Throughout this season of 'The Handmaid's Tale', the one point that's been continuously hammered is that it all has to mean something.
The degradation, the abject horror, the endless misery, it can't just have been for nothing. When we last left June, she was standing over the grave of Commander Lawrence's wife, with the Commander eyeing her with suspicion. This, it seems, gets dismissed pretty quickly in the final episode, with Commander Lawrence and June arguing briefly about cancelling the escape plan, but otherwise back to normal. This is something that's happened again and again in 'The Handmaid's Tale' - something is keyed up in the final moments of an episode, only for it to be nullified the very next week.
As carefully laid throughout the season, the plan sees June smuggling 52 children out of Gilead in the cover of darkness on a commercial plane to Canada. It's not all that surprising, then, that a Martha turns up way earlier than expected with a child and seems more than likely to completely scupper the whole thing. Sure enough, that's what happens when she decides that her mistress is "forgiving" and will take them back. It's not long before June, clearly done with people backing out on on her, grabs her pistol and seems fully prepared to blow the reluctant escapee away if she bolts now.
Again, this is another point that's been hammered home throughout the final episodes of this season and is done so in 'Mayday' yet again - just how far will June go to see her plan executed? Would she kill an innocent woman? Would she turn that pistol on a child? While she ultimately blinks before she can do one or the other, it really does show the toll putting all this together has taken on her soul.
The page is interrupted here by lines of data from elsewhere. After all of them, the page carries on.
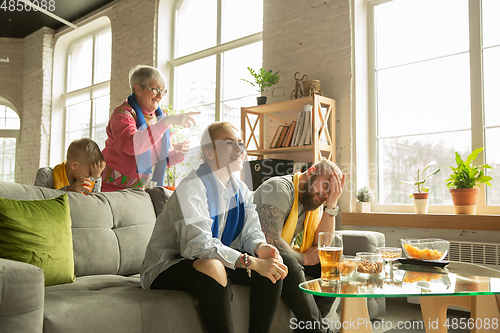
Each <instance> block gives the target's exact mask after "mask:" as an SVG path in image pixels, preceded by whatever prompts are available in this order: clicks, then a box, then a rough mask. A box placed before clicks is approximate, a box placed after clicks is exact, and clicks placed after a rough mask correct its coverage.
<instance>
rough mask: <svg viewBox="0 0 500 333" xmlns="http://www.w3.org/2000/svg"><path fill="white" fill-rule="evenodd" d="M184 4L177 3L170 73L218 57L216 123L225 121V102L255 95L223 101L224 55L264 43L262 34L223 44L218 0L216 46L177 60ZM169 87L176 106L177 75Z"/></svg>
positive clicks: (180, 3) (170, 76) (220, 11)
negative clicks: (255, 43)
mask: <svg viewBox="0 0 500 333" xmlns="http://www.w3.org/2000/svg"><path fill="white" fill-rule="evenodd" d="M181 4H182V0H180V1H179V2H178V3H177V8H176V10H175V13H174V21H175V28H174V29H173V34H172V60H170V61H169V62H168V68H169V70H170V73H175V68H176V67H178V66H181V65H184V64H187V63H190V62H193V61H196V60H200V59H203V58H207V57H210V56H213V55H215V57H216V71H215V83H216V86H215V102H214V104H215V121H220V120H224V119H223V117H224V115H223V114H222V113H221V105H222V104H223V102H228V101H231V100H238V99H241V98H242V97H249V96H253V95H248V96H241V97H238V98H236V99H225V100H223V99H222V88H221V78H222V71H223V65H222V53H224V52H227V51H231V50H234V49H237V48H240V47H242V46H247V45H251V44H254V43H257V42H261V41H262V32H257V33H254V34H252V35H248V36H245V37H242V38H239V39H236V40H232V41H229V42H226V43H222V42H221V41H222V29H221V27H222V22H221V21H222V15H221V12H222V0H217V40H216V46H214V47H211V48H208V49H204V50H201V51H198V52H195V53H192V54H188V55H185V56H181V57H178V58H175V55H176V54H175V52H176V45H175V44H176V41H177V31H178V28H177V27H178V25H177V23H178V22H179V15H178V13H179V8H180V6H181ZM169 85H170V87H171V89H170V92H169V100H170V101H173V105H174V106H175V102H176V101H175V97H174V90H175V89H177V87H176V86H175V75H170V81H169ZM255 96H257V94H255ZM211 104H212V103H208V104H202V105H196V106H193V107H202V106H206V105H211Z"/></svg>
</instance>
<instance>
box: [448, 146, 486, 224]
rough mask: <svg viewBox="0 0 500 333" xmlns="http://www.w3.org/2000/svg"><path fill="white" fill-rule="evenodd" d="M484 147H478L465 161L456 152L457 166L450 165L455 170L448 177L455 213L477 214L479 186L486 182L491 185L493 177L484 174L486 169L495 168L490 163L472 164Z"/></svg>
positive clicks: (451, 197)
mask: <svg viewBox="0 0 500 333" xmlns="http://www.w3.org/2000/svg"><path fill="white" fill-rule="evenodd" d="M483 149H484V147H481V148H477V149H475V150H474V151H472V153H470V155H469V156H467V159H466V160H465V161H464V160H462V158H461V156H460V154H459V153H457V152H455V161H456V162H457V166H456V167H452V166H450V169H451V170H452V171H453V172H452V173H451V175H450V178H448V179H446V180H445V182H446V186H448V188H449V190H450V194H451V199H452V200H453V207H454V209H455V214H475V213H476V206H477V196H478V194H479V186H480V185H481V184H486V185H488V186H491V184H490V180H492V179H493V178H492V177H490V176H486V175H485V174H484V169H493V168H492V167H490V166H489V165H488V164H484V165H474V166H473V165H472V162H473V161H474V160H475V159H476V158H477V156H478V155H479V153H481V152H482V151H483Z"/></svg>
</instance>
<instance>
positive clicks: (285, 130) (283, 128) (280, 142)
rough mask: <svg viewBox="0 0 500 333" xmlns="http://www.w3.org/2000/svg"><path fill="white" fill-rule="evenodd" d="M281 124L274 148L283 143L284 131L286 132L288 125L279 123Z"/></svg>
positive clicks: (277, 146) (285, 135) (275, 147)
mask: <svg viewBox="0 0 500 333" xmlns="http://www.w3.org/2000/svg"><path fill="white" fill-rule="evenodd" d="M281 126H283V130H282V131H281V133H280V137H279V139H278V141H276V145H275V146H274V148H279V147H281V145H282V144H283V141H284V140H285V137H286V133H287V132H288V128H289V127H290V126H288V125H281Z"/></svg>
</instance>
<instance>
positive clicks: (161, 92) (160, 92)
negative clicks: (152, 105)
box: [141, 85, 167, 96]
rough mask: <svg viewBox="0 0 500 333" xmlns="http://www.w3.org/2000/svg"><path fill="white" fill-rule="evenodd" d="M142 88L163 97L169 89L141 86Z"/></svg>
mask: <svg viewBox="0 0 500 333" xmlns="http://www.w3.org/2000/svg"><path fill="white" fill-rule="evenodd" d="M141 87H144V88H148V89H149V90H151V91H152V92H153V94H155V95H158V94H161V95H162V96H163V95H165V94H166V93H167V89H159V88H151V87H148V86H145V85H141Z"/></svg>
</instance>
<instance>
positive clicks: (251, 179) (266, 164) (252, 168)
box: [243, 158, 293, 191]
mask: <svg viewBox="0 0 500 333" xmlns="http://www.w3.org/2000/svg"><path fill="white" fill-rule="evenodd" d="M291 174H293V161H291V160H280V159H275V158H267V159H263V160H255V161H248V162H247V163H246V164H245V169H244V173H243V175H244V177H243V181H244V182H245V184H247V186H248V188H249V189H250V190H252V191H255V190H256V189H257V187H259V186H260V184H262V183H263V182H265V181H266V180H268V179H269V178H271V177H274V176H283V175H291Z"/></svg>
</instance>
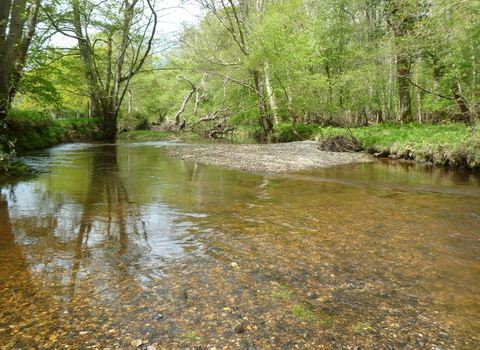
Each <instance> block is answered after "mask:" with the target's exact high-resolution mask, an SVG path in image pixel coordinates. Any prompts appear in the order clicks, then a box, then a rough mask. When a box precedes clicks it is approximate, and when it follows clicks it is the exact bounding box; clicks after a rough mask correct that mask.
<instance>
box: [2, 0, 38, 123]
mask: <svg viewBox="0 0 480 350" xmlns="http://www.w3.org/2000/svg"><path fill="white" fill-rule="evenodd" d="M27 6H28V5H27V0H13V1H11V0H2V1H1V3H0V72H1V75H0V122H2V121H4V120H5V119H6V117H7V114H8V110H9V109H10V106H11V103H12V101H13V98H14V97H15V94H16V92H17V88H18V84H19V82H20V80H21V78H22V75H23V68H24V66H25V60H26V57H27V52H28V48H29V47H30V43H31V41H32V38H33V35H34V33H35V28H36V25H37V18H38V9H39V7H40V0H34V1H32V3H31V4H30V6H29V7H28V9H27ZM25 14H27V16H26V15H25Z"/></svg>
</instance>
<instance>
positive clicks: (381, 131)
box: [276, 124, 480, 169]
Meanwhile, in Canada, Serena seems quite cushy in her prison and is even potentially looking at being released, yet it's not long before the tables turn with Commander Waterford effectively ratting her out to the American agent, telling him that Serena induced Nick Blaine to impregnate June, thus it still counting as a rape. It's a brief moment, but it shows just how quickly both the Waterfords turned on one another and how, at long last, Serena is about to get what she deserves.
The final act of 'Mayday' sees June leading the children - way more than 52, it transpires - to the airport through backwoods, with Commander Lawrence remaining behind to "fix his own mess," as he puts it. There's a brief moment between Lawrence and June, where they joke about their relationship and it shows that even in the tensest moments, humour can bubble up easily. The way in which the escape is directed really captures the terrifying reality of what those who have fled real-life countries. That so much of 'The Handmaid's Tale' is taken from real experiences means it all comes with a kind of grim authenticity.
Yet, for all of this, the escape itself does smack of a little too much Hollywood for its own good. June, smiling, strides out to meet the guards and distract by throwing one symbolic rock, which in turn becomes a wave of rocks as the other Marthas and Handmaids come to her aid. For a show that's lain so much groundwork with a kind of subtlety, it goes hammer and tongs in the finale. There's nothing wrong with 'Mayday', per se - it's just odd to see the change in tone.
In any event, it works - both for the escape and emotionally - because when June is eventually put face to face with a lone guard who chases after her, we get one of the most satisfying moments in the season. When she calmly, smilingly asks the border guard - whom she's got the drop on with her pistol - to call in as a false alarm, she thanks him sweetly and then shoots him straight in the face. Again, it's a classic case of Chekov's gun and it's not so subtle, but so what?
Compared to the season finale of last season, 'Mayday' ends in a similar fashion but one that feels far more earned. Throughout the second season, we saw June desperate to get out of Gilead and then - almost on a whim, it seemed - deciding to stay behind to get her daughter out. This season, however, ends with her carried off by her fellow Handmaids as a hero, bloodied but unbowed, and smiling as she quotes the Book of Exodus, where Moses was visited by God in the form of a burning bush and told to lead his people out of Egypt.
What does this mean for the fourth season? Clearly, the Canada / Gilead storyline is going to have to come forward as there now seems to be enough evidence from the likes of Commander Waterford and Serena to make a case for invading Gilead. Not only that, a plane full of children evacuated seems to add to that. For June, however, is it simply just more of the same? In a lot of ways, 'The Handmaid's Tale' has backed itself into a corner with this season.
June has finally realised her destiny as a rebel leader, a partisan way behind enemy lines who will stop at nothing to bring down Gilead. While she's not exactly strapping on a machine gun and bandana, and going full Rambo on it, there has to be more to it than that. The dismantling of Gilead has to begin, the fight back has to begin to take place. It can't all just be tight whispers and frightened glances - and June can't end up being brutalised in another Commander's house, surely?